Thomas Glenn Jolley (January 26, 1944 – March 20, 2014) was an anti-Vietnam War protester who renounced his U.S. citizenship in Canada. Soon after his renunciation, Jolley crossed back into the U.S. and began working in Florida. A U.S. federal court ruled that he was deportable, but the Immigration and Naturalization Service could not actually deport him to Canada because he had lost his Canadian-landed immigrant status. He died in Asheville, North Carolina, at the age of 70.

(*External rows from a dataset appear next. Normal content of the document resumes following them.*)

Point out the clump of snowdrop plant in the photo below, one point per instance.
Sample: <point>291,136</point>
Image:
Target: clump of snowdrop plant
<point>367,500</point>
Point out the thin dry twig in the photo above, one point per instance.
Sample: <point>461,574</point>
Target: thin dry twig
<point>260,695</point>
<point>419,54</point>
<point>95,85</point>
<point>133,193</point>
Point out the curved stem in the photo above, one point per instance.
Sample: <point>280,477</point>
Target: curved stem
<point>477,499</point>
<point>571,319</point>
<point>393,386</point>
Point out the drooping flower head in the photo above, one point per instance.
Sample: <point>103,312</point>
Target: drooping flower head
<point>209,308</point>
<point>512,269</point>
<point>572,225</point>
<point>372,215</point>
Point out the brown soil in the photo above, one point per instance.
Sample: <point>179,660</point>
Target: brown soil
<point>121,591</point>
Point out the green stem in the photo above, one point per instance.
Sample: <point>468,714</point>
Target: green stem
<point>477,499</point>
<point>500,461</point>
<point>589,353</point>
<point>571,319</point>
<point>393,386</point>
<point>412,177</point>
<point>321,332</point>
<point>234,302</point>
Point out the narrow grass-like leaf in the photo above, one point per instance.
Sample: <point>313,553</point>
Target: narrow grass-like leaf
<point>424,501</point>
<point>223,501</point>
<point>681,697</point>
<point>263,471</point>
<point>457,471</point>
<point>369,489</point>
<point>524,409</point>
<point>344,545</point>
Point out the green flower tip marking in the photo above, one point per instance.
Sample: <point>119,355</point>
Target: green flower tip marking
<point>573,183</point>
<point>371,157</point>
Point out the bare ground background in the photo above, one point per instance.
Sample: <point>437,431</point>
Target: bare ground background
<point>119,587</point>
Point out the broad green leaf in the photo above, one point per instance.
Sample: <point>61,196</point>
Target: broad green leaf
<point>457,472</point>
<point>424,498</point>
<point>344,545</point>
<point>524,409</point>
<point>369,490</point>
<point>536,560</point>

==Early life and renunciation==
Jolley was born in Greensboro, North Carolina. He grew up in Bremen, Georgia, and went on to attend the University of Georgia before transferring to the Georgia Institute of Technology; he initially hoped to study to become an architect, but he later changed his course of study to journalism. He registered for the Selective Service System and was given a II-S student deferment. He married Margaret Elizabeth Thompson of Atlanta on November 6, 1966. In January or February 1967, he withdrew from university. He attempted to obtain 1-O conscientious objector status, but was denied, and was instead classified 1-A (available for induction). After twice being ordered to report for induction, he was arrested by the Federal Bureau of Investigation in February 1967 and charged with violating the Selective Service Act. He then crossed the border into Canada with his American wife, obtained landed immigrant status there (though not Canadian citizenship), and in May went to the United States Consulate in Toronto and renounced his citizenship. His oath of renunciation was signed before U.S. Consul Richard J. Dols.

==Deportation case==
Jolley later returned to the United States, apparently via Detroit. He then went south and began working as a news reporter for the Tallahassee Democrat in Tallahassee, Florida, while his wife enrolled in graduate school at Florida State University. After the news of his situation went public, Democrat managing editor William Phillips, who made the decision to hire Jolley, commented that the paper had received equal numbers of letters of support and hate mail for its decision not to fire Jolley.

The U.S. government ordered Jolley deported, but he did not depart the country voluntarily, and so on February 22, 1968, he was again arrested by FBI agents. He was released on a $3,000 bond pending formal deportation proceedings against him. U.S. media described him as a "draft evader". Others called him a "modern-day Philip Nolan", a reference to the main character of the American Civil War short story The Man Without a Country.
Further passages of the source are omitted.